In June, the country’s newest train line opened in the Southwestern port city of Kochi, Kerala.
Kochi Metro Rail aims to modernise transport in the congested city. But that’s not all it hopes to do.
Trains are a melting pot, where people from all walks of life comes together, and so they’re a place with the potential to break down social barriers and stigma.
As Kalpana Pradhan reports, Kochi Metro is aiming to become more than just an infrastructure project, providing the local transgender community with new opportunities.
Passengers are excited, and staff are attentive here at Edapally train station in Kochi, Kerala.
Metro rail services have just opened in the bustling port city on India’s Southwest coast.
And there’s a special buzz around the ticket counter.
Two of the four ticketing staff here are transgender.
In a proud new initiative, Kerala Metro Railway Authority is India’s first government agency to pro-actively employ transgender people.
Raga Ranjini says her job at the ticket counter has brought her a new level of respect from the public.
“It is a completely new life for me. Not only for me but for our entire community,” she said. “Thanks to Kochi Metro, they gave us an opportunity to prove ourselves as hard workers.”
Kochi Metro Railway has reserved a total of 60 jobs -from ticketing to maintenance- for transgender people.
Twenty three transgender staff started work in June.
Reshmi C.R., communications manager at Kochi Metro Railway Authority, explains the initiative.

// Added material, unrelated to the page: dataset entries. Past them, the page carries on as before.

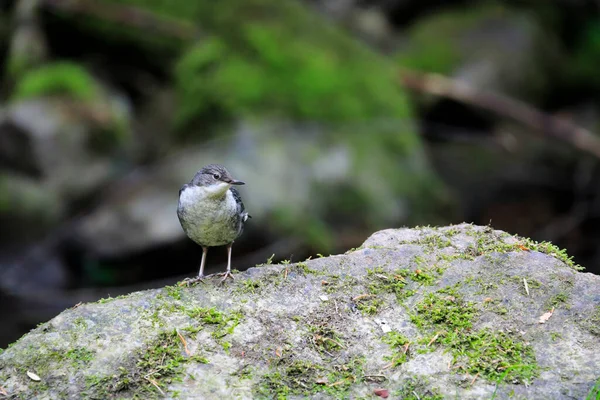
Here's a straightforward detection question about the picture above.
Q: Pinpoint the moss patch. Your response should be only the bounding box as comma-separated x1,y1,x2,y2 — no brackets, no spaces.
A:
11,62,100,102
382,332,411,367
580,306,600,337
254,356,365,399
394,375,443,400
411,287,538,384
84,330,208,398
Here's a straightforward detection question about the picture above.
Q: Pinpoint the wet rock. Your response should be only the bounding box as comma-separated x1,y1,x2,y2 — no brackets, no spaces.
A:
1,224,598,399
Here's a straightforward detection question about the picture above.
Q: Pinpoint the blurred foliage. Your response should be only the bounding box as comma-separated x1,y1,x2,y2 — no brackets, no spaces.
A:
175,33,409,128
572,21,600,88
10,62,100,102
397,6,495,74
175,11,412,131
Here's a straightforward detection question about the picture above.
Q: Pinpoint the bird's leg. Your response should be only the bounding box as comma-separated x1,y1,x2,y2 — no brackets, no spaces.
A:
219,243,235,284
198,246,208,279
180,247,208,286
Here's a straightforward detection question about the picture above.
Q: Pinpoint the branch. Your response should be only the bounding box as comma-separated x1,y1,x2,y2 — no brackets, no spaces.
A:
400,69,600,159
42,0,198,40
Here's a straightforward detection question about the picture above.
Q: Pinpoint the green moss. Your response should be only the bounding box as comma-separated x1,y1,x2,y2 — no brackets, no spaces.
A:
239,279,263,294
453,329,537,383
308,324,345,354
294,261,321,276
586,377,600,400
366,267,414,302
65,348,95,367
382,332,411,367
411,288,477,330
394,375,443,400
254,357,365,399
547,292,570,309
84,330,207,398
410,288,538,384
165,285,183,300
581,306,600,336
186,307,242,342
11,62,100,102
97,294,129,304
467,229,583,271
355,295,384,315
322,274,359,295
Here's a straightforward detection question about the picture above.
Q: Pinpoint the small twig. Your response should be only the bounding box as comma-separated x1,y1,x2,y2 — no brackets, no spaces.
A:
0,386,8,396
523,279,530,296
145,377,165,395
400,69,600,159
470,372,480,386
363,375,387,383
382,362,394,370
352,294,375,301
328,378,351,387
176,330,190,356
402,343,410,354
427,333,440,347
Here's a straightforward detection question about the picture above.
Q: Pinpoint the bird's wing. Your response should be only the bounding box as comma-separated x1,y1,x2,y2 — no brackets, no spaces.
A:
230,187,250,220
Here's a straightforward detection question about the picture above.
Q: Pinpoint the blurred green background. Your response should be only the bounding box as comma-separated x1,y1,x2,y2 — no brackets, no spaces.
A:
1,0,599,347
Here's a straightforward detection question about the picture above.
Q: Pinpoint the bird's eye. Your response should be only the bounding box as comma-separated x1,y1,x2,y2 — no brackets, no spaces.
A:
213,173,220,180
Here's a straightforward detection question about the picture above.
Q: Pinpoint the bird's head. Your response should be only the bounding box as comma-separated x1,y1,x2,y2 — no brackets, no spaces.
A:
191,164,245,196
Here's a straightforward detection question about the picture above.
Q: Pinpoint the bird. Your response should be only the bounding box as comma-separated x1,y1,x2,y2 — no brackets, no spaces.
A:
177,164,250,283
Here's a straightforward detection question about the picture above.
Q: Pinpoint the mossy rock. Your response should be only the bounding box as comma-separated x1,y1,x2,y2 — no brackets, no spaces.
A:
1,224,598,399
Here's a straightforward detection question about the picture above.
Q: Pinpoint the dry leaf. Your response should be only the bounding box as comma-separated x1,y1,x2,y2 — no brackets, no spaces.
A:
275,347,282,357
374,388,390,398
26,371,41,381
539,307,555,324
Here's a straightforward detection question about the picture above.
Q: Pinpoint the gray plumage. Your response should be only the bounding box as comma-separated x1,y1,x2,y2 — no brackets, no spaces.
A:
177,164,249,282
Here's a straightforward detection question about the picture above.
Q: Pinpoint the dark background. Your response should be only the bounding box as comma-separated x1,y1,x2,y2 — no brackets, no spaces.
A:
1,0,600,348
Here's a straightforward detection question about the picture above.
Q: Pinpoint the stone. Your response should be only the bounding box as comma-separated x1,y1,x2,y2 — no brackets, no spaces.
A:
1,224,598,399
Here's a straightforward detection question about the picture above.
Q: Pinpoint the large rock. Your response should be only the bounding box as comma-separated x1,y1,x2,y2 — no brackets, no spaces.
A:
1,224,598,399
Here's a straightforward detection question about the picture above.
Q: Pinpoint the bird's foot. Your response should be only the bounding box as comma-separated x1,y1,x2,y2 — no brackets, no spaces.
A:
178,275,206,286
216,271,235,284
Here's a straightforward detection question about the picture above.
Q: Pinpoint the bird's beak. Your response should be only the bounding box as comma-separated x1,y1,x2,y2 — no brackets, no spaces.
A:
225,178,245,185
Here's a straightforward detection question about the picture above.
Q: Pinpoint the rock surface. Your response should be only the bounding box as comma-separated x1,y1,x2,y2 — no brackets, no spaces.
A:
0,224,599,399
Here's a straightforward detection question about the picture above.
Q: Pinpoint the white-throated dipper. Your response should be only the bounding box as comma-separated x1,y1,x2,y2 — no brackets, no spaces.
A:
177,164,250,283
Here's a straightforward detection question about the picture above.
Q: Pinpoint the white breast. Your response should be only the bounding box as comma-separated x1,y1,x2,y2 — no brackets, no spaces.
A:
178,185,242,246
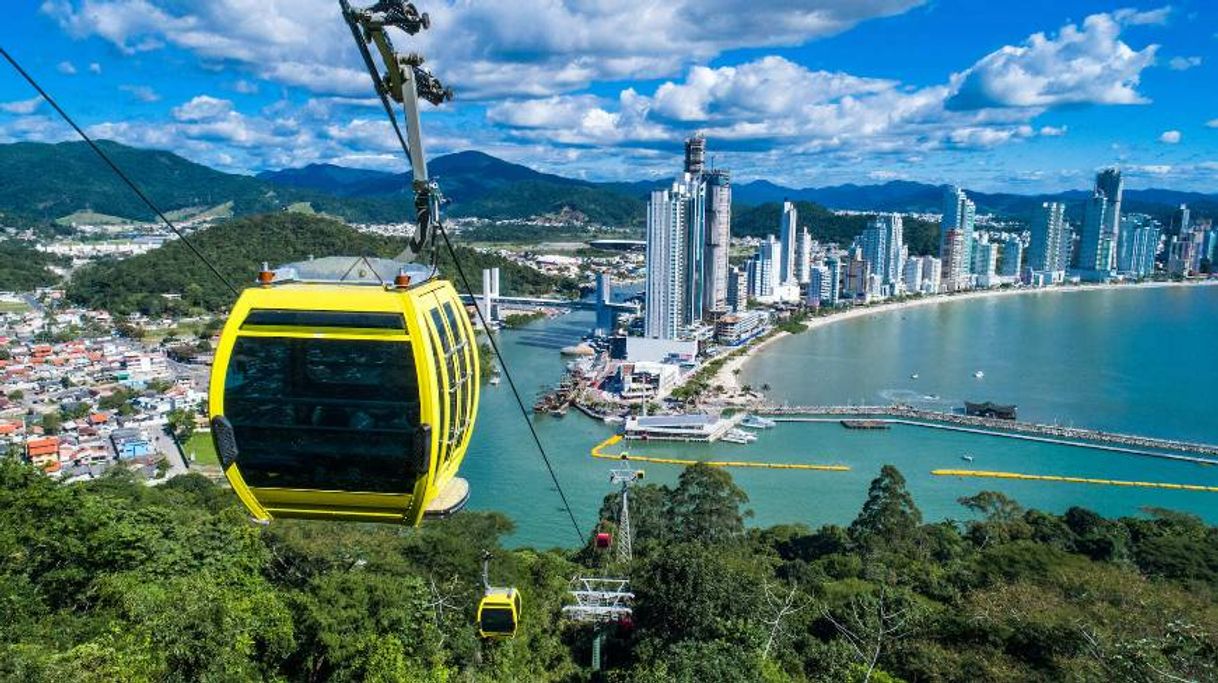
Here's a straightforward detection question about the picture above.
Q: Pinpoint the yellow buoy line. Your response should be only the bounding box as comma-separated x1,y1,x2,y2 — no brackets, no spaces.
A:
933,469,1218,493
590,435,850,472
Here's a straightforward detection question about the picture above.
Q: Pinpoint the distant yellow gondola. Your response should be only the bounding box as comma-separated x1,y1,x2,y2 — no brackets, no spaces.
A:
477,552,521,639
208,257,479,525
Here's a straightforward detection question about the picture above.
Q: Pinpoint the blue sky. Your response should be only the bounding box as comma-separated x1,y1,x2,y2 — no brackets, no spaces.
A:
1,0,1216,192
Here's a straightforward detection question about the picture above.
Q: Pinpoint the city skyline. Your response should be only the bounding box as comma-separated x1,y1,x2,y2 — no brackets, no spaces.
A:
0,2,1214,192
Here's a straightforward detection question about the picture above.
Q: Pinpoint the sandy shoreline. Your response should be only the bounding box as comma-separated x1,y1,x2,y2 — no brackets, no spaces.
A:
709,279,1218,395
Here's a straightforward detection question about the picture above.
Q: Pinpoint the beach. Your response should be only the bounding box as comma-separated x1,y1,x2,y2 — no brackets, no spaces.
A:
708,279,1218,395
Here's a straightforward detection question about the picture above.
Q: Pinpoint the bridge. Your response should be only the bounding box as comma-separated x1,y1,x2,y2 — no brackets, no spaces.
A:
461,268,639,327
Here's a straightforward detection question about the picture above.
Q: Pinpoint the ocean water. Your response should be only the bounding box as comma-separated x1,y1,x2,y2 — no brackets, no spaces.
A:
461,286,1218,547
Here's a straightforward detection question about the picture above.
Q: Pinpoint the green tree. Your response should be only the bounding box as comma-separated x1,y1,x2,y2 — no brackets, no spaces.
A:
848,465,922,552
668,464,751,544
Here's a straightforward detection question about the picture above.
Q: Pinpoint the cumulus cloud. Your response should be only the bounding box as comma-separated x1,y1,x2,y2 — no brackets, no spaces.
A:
1039,125,1067,136
1168,56,1202,71
172,95,234,122
88,62,102,74
119,84,160,103
1159,129,1181,144
1207,119,1218,128
40,0,927,99
57,60,77,75
947,12,1157,110
0,97,44,115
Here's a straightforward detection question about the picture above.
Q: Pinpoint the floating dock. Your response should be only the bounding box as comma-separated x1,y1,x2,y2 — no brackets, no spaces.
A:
590,435,849,472
840,419,890,430
932,468,1218,493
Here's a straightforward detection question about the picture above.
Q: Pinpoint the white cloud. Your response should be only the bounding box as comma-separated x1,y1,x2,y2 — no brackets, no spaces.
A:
1159,129,1181,144
1038,125,1067,136
1112,7,1171,26
172,95,234,122
88,62,102,74
232,79,258,94
40,0,928,99
1207,118,1218,128
947,12,1157,110
0,97,43,115
1168,56,1202,71
57,60,77,75
119,84,160,103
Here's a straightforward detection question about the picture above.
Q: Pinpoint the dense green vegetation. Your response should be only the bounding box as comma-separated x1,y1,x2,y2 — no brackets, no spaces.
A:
66,213,575,314
0,241,65,291
449,180,645,227
1,459,1215,681
734,201,940,256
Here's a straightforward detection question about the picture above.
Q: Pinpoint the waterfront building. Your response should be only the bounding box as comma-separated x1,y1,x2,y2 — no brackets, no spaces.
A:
919,255,942,294
1168,230,1204,277
1027,201,1067,285
825,254,843,305
594,272,615,336
1117,216,1160,278
1172,203,1191,235
726,266,748,312
796,227,813,284
972,234,1000,287
749,236,782,299
644,185,687,340
703,169,732,318
843,249,872,302
939,186,975,291
780,201,798,284
714,309,770,346
1000,236,1023,277
861,213,904,295
902,256,923,294
1076,168,1123,280
808,264,833,306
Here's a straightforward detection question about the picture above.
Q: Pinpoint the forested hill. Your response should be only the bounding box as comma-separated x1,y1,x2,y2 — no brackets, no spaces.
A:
734,200,942,256
1,458,1215,681
66,213,576,315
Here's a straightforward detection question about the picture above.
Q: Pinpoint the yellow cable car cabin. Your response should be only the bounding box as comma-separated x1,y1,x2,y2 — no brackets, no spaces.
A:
208,257,479,526
478,587,522,639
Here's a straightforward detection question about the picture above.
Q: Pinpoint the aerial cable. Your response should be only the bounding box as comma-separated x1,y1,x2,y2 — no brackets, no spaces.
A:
338,1,584,543
0,47,241,298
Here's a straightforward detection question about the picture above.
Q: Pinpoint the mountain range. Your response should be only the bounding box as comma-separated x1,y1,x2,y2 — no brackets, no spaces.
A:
1,141,1213,231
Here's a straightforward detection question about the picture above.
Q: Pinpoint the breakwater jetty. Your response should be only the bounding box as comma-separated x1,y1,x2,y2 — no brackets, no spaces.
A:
763,405,1218,464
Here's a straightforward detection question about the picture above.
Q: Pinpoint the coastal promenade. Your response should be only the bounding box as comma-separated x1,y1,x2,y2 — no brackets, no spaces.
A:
765,405,1218,464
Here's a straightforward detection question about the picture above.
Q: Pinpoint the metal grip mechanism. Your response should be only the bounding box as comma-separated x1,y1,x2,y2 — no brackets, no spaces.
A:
340,0,451,259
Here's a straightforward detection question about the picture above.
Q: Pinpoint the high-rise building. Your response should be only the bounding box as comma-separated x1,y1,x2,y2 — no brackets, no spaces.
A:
780,201,798,284
902,256,923,294
1000,236,1023,277
796,227,813,284
1077,168,1123,278
919,255,942,294
843,248,871,302
825,254,842,305
1117,216,1160,278
1027,202,1067,284
861,213,904,293
644,186,687,340
702,170,732,317
682,174,707,325
726,266,748,312
684,134,706,175
1168,232,1201,276
806,265,828,306
939,186,975,291
749,236,781,299
972,234,999,286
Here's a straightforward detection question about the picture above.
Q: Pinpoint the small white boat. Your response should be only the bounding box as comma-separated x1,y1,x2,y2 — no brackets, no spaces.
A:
961,454,974,462
489,374,501,386
720,428,757,444
910,373,920,379
740,414,777,429
973,370,985,379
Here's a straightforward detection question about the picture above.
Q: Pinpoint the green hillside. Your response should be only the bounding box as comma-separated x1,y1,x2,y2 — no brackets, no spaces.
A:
448,180,645,227
65,213,573,315
0,241,66,291
734,200,941,256
2,459,1215,681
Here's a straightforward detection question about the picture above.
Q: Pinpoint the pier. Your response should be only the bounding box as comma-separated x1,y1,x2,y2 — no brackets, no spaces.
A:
933,469,1218,493
590,435,850,472
763,405,1218,464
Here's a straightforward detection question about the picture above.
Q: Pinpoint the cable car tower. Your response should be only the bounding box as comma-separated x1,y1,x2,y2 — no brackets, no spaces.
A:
563,460,641,671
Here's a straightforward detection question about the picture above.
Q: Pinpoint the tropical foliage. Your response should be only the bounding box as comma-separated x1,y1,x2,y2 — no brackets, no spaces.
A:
2,458,1215,681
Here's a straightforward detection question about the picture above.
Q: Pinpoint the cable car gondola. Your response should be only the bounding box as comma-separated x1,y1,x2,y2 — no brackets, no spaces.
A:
208,257,479,525
477,552,521,639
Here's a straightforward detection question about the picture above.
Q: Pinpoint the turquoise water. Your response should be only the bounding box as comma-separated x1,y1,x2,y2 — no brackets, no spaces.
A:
462,286,1218,547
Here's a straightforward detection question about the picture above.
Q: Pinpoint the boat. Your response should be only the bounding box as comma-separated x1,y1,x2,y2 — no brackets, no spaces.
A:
910,373,919,379
740,414,776,429
973,370,985,379
489,374,501,386
720,428,757,444
923,394,939,400
961,454,975,462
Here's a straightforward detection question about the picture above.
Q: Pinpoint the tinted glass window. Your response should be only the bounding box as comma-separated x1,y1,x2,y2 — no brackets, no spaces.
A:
223,336,420,493
480,606,515,634
242,309,406,330
443,302,473,446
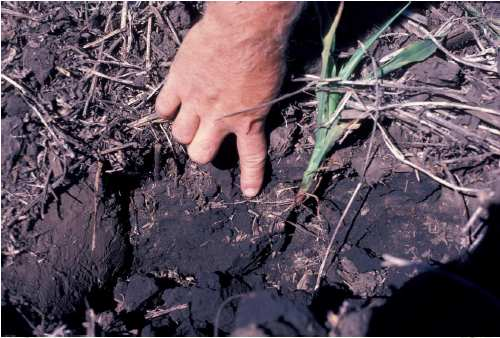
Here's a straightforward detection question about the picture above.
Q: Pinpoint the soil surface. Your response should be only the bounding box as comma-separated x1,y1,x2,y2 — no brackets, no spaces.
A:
2,1,500,336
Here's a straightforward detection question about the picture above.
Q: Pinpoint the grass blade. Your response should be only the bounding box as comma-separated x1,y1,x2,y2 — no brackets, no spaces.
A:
298,2,411,199
338,2,411,79
297,3,344,202
317,2,344,125
374,38,437,78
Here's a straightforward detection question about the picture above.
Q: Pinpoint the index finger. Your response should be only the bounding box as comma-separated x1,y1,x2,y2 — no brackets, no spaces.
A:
236,130,267,197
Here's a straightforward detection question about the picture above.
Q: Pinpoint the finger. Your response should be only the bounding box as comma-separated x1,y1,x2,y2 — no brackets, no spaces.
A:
155,81,181,120
237,131,267,197
187,121,228,164
171,108,200,144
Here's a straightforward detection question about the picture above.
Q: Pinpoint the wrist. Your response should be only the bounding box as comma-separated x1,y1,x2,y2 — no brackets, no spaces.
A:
202,2,302,43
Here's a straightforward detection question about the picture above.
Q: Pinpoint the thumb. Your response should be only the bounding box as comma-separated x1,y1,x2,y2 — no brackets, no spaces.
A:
237,131,267,197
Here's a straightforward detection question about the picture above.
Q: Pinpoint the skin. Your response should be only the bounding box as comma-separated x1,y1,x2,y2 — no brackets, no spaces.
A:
155,2,302,197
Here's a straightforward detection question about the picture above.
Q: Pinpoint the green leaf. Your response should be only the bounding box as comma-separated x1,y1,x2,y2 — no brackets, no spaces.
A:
374,38,437,78
323,1,412,137
317,2,344,126
299,3,344,200
337,2,411,80
298,2,411,198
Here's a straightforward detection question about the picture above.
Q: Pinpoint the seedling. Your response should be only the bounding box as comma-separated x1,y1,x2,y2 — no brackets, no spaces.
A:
297,2,440,201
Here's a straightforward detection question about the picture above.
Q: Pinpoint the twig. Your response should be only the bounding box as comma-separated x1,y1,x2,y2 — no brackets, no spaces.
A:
314,181,363,290
462,206,484,234
127,112,164,129
412,22,498,73
481,125,500,137
98,142,138,155
1,75,63,144
120,1,128,29
154,143,161,181
423,111,500,152
346,100,500,136
83,11,114,117
453,174,471,219
0,8,41,21
376,121,484,195
1,73,29,95
284,219,321,239
83,68,146,88
91,162,103,253
135,79,166,108
468,222,487,253
350,100,500,117
150,5,181,46
359,41,382,178
83,28,124,49
125,11,133,56
214,293,250,337
392,108,464,143
145,15,152,69
299,76,470,102
159,123,174,151
25,101,61,143
145,303,188,320
314,44,382,291
86,59,143,69
464,21,486,52
322,91,352,127
164,10,182,46
14,307,37,332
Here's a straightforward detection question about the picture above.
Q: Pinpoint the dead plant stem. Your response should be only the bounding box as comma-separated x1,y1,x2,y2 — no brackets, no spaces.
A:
376,121,484,195
314,181,363,290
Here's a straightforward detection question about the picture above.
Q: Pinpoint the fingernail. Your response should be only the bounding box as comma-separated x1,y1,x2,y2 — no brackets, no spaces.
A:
243,187,259,198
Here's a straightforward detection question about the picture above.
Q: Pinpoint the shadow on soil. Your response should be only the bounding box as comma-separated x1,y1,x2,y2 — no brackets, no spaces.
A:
366,201,500,336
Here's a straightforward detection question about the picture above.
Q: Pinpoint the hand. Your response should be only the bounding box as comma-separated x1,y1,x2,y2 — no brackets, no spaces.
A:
155,2,301,197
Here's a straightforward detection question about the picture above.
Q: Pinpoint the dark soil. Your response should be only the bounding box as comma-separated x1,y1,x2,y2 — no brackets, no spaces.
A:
2,1,500,336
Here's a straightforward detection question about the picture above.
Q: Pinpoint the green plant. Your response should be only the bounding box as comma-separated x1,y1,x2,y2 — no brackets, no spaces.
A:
297,2,439,201
374,38,437,78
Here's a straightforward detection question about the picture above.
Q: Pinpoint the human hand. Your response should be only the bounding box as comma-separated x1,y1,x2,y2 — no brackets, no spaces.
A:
155,2,301,197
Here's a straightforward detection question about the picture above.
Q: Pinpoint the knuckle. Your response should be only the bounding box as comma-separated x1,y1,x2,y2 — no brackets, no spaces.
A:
155,98,167,117
234,118,265,135
241,152,266,168
171,126,191,144
155,95,177,119
156,109,170,121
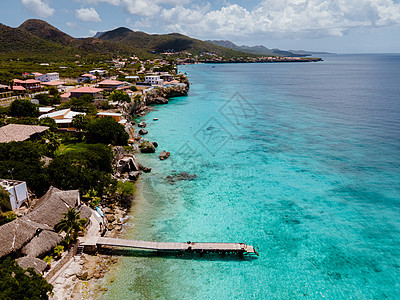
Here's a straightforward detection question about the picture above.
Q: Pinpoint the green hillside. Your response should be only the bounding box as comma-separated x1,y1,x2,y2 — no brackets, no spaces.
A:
18,19,75,45
0,19,251,61
98,27,247,57
0,23,68,60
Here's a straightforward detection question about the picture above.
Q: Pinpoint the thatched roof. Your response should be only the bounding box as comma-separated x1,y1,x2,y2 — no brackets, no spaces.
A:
0,187,80,258
26,186,80,228
77,205,93,221
0,219,52,258
16,256,48,274
21,230,62,258
0,124,49,143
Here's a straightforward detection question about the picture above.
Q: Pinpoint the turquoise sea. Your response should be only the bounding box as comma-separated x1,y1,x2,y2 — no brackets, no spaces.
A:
102,54,400,299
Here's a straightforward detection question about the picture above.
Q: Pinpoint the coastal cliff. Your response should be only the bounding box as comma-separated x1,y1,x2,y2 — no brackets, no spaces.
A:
129,77,190,116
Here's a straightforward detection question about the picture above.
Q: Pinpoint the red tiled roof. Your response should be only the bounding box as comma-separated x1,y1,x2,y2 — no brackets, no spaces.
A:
61,92,71,98
97,80,124,86
70,86,103,93
24,79,41,84
41,81,63,86
13,79,24,83
13,86,26,91
116,86,129,90
81,73,96,78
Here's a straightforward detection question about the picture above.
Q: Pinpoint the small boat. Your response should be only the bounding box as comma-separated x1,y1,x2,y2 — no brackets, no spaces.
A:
153,118,158,121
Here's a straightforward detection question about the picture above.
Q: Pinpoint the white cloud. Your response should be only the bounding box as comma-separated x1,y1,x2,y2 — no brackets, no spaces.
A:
78,0,121,5
159,0,400,39
66,22,78,28
121,0,160,17
21,0,55,18
76,7,102,22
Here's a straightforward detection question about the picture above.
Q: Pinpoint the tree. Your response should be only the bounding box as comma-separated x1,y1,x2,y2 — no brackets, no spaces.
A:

“Kochi Metro doesn’t want to keep itself like a infrastructure project, we wanted to keep it as a livelihood project and there are lot of social inclusion happening,” Reshmi stated.
“These are the things that will change the attitude of the country because we are not looking at the project as transit project.”
Most transgender Indians face discrimination. With few opportunities for employment or formal education, many are forced into begging on the street, dancing at weddings, and sex work in order to make a meager living.
Sherin Antony has just started a new job housekeeping at Kochi Metro station, and she says it’s a very welcome change.
“Before getting into this job, my life used to be very hard and difficult. I used to beg at local trains and buses,” she tells me.
“People were afraid of us and avoided any kind of interaction with us.”
Reshmi says these jobs give transgender people the respect that they deserve.
“Transgenders are never considered as bad women or something. They were denied opportunities but they were never considered as a bad luck.”
A new video, now playing at Kerala Metro stations, also aims to raise awareness about discrimination and the rights of India’s transgender community.
In a landmark judgment in 2014, India’s highest court ruled transgender people have equal rights under law and granted legal status to the third gender.
Transgender Indians were granted the right to marry and inherit property, and they became eligible for quotas in jobs.
In 2015, Kerala became the first state in India to create a policy specifically aimed at ending the discrimination and marginalisation of transgender people.
That goal is still a long way off, but Sherin says initiatives like this make a big difference.
“I am so happy today. Other employees in metro rail are giving respect and love, they are not separately identifying me as transgender. They are taking photos with me. We are getting huge support from common people.”
There are hopes that this initiative will be expanded into other sectors, providing more training, jobs and opportunities for transgender people in Kerala.
And back at the ticket office, Raga Ranjini also hopes her new job is just the beginning.
“Now I want to marry, I want to adopt a baby,” she said. “The journey has been long and there are still miles to go.”